Matt Cassel’s 10-5 record as a starter in 2008 was seen as proof. Or Brady only accomplishing all of his historic achievements with one organization.
The last few weeks as well as Sunday night’s divisional round playoff game over the New Orleans Saints once again showed that this line of thinking was never rooted in fact, but merely in a mix of emotion and/or ignorance. Brady led the Tampa Bay Buccaneers to a 30-20 victory, and even though he did not play his best statistical game was able to get the job done when he needed to against an opponent that beat his new team twice in the regular season.
Along the way, Brady kept torching the arguments used by his detractors.
Just looks at the Patriots in Year One after the future Hall of Famer. While the debate is never can never be as simple as looking at a single individual, using the same method employed in the “Even Cassel went 10-5!” argument shows that Brady’s role in New England’s success simply cannot be understated: New England went 7-9 this season, struggling to field a competent offense at times.

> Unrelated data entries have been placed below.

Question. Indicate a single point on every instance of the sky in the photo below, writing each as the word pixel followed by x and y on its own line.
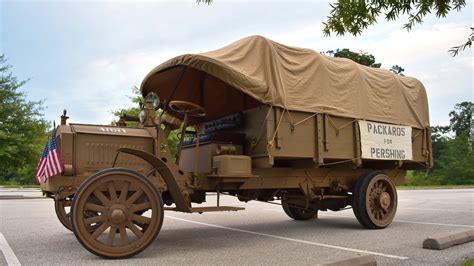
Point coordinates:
pixel 86 56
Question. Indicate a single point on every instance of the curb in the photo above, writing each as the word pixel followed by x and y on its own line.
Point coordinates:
pixel 366 260
pixel 447 241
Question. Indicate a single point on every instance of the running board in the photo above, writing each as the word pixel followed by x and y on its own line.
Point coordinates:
pixel 210 209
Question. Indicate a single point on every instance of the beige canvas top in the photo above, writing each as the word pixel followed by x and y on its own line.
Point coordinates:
pixel 293 78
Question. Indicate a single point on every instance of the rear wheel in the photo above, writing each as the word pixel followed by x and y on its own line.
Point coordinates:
pixel 298 213
pixel 127 213
pixel 374 200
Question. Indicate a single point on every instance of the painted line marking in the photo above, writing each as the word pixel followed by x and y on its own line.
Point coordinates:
pixel 292 239
pixel 428 209
pixel 398 221
pixel 8 252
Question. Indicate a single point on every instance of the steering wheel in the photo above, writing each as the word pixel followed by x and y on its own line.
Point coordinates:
pixel 184 107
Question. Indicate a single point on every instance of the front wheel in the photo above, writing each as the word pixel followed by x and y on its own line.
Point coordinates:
pixel 128 213
pixel 374 200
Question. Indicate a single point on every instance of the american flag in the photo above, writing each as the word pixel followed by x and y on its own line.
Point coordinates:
pixel 50 164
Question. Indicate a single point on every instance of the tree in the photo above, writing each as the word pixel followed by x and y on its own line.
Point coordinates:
pixel 461 119
pixel 362 58
pixel 353 16
pixel 137 98
pixel 23 130
pixel 453 152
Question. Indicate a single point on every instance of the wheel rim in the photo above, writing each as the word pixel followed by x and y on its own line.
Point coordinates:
pixel 63 208
pixel 381 200
pixel 126 215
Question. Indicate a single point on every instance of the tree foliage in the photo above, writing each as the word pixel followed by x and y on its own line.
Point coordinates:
pixel 354 16
pixel 461 119
pixel 453 152
pixel 362 58
pixel 22 129
pixel 137 98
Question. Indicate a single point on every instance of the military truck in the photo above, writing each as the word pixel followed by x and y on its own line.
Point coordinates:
pixel 257 120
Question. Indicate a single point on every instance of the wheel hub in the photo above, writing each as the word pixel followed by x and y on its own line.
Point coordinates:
pixel 118 216
pixel 384 200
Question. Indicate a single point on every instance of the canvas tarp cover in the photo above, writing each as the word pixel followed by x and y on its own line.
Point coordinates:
pixel 293 78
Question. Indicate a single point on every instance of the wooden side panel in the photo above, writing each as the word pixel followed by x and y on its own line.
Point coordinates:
pixel 339 138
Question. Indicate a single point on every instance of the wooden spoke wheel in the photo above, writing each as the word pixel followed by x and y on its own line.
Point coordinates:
pixel 374 200
pixel 62 208
pixel 298 213
pixel 117 213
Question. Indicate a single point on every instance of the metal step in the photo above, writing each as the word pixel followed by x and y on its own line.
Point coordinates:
pixel 211 209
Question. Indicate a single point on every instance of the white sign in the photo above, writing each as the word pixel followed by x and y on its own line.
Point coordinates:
pixel 385 142
pixel 112 130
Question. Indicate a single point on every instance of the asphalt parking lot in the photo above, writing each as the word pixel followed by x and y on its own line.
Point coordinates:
pixel 262 234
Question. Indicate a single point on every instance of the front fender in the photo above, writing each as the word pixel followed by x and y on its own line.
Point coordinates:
pixel 169 173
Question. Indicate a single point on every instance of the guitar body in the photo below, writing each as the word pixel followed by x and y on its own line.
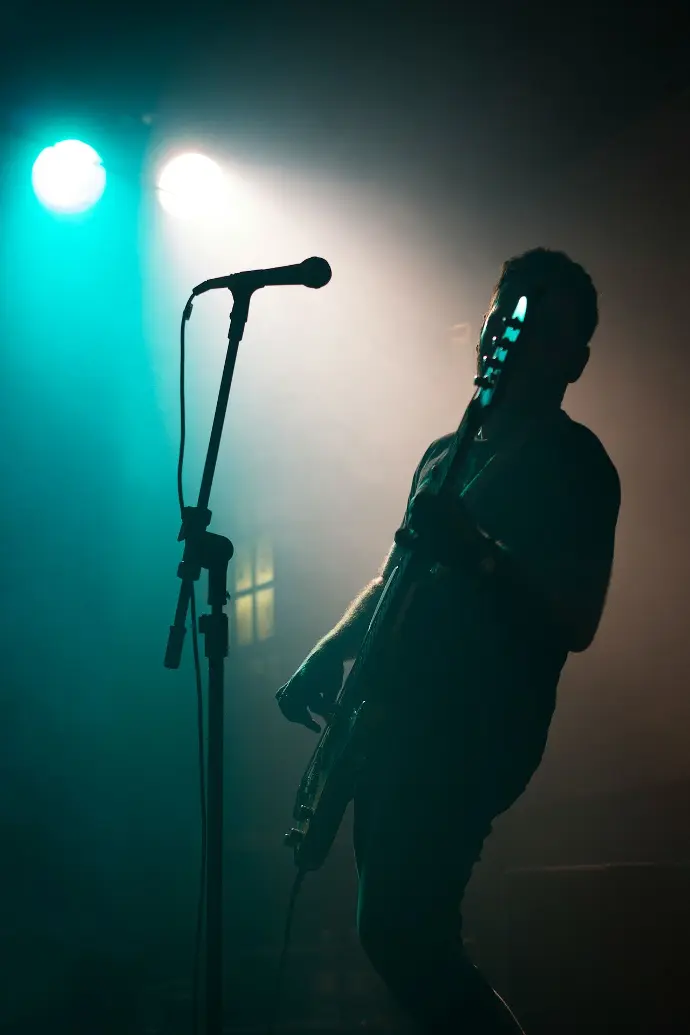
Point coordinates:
pixel 359 714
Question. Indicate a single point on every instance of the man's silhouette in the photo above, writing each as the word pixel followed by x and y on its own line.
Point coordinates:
pixel 525 553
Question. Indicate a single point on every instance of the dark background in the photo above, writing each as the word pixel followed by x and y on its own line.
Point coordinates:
pixel 416 147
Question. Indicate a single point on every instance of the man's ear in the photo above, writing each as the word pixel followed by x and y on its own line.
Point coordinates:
pixel 578 361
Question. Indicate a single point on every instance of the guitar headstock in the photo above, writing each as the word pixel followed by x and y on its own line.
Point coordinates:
pixel 499 335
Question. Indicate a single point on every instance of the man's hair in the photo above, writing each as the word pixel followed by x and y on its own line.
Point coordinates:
pixel 547 268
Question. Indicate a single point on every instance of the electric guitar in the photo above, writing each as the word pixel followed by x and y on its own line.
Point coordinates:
pixel 330 778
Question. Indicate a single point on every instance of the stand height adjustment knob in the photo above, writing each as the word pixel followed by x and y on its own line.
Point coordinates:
pixel 293 837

A lack of skill position talent, difficult salary cap situation and the impact of the Coronavirus pandemic all obviously cannot be ignored. However, using facts has never been the strong suit of those trying to attack Brady and his status as the GOAT; so why use them now when you can simply point at the Patriots’ record without him and thus go back to the same line of argumentation as those pointing to Cassel’s 2008 season?
Him only playing winning football in New England — as if that was his fault for some reason — also is no longer a relevant line of debate. Sure, the Buccaneers failed to win the division title in his first year with the team, but he played a major role in lifting them from a state of perpetual irrelevancy to Super Bowl contenders. Brady did all that while playing with a new supporting cast and in a system much different than what he had with the Patriots.
Ever wonder why Brady took so many deep shots this year? That’s part of how Tampa Bay runs its offense, with the structure of reads — high-to-low versus New England’s low-to-high — a radical shift. The 43-year-old, however, did not budge. Despite some initial growing pains he kept forming a familiarity with the new scheme.
This process has apparently worked well, and now allowed him to lead the Buccaneers to their first NFC title game since the 2002 season. Back then, Brady himself was in his first full year as the Patriots’ starting quarterback with one Super Bowl ring on his fingers.
Now, he owns six of them and is in a position to maybe add a seventh. Along the way, he keeps proving his increasingly small number of doubters wrong. And the ridiculous “Is Tom Brady a system quarterback?” debate keeps going down in flames.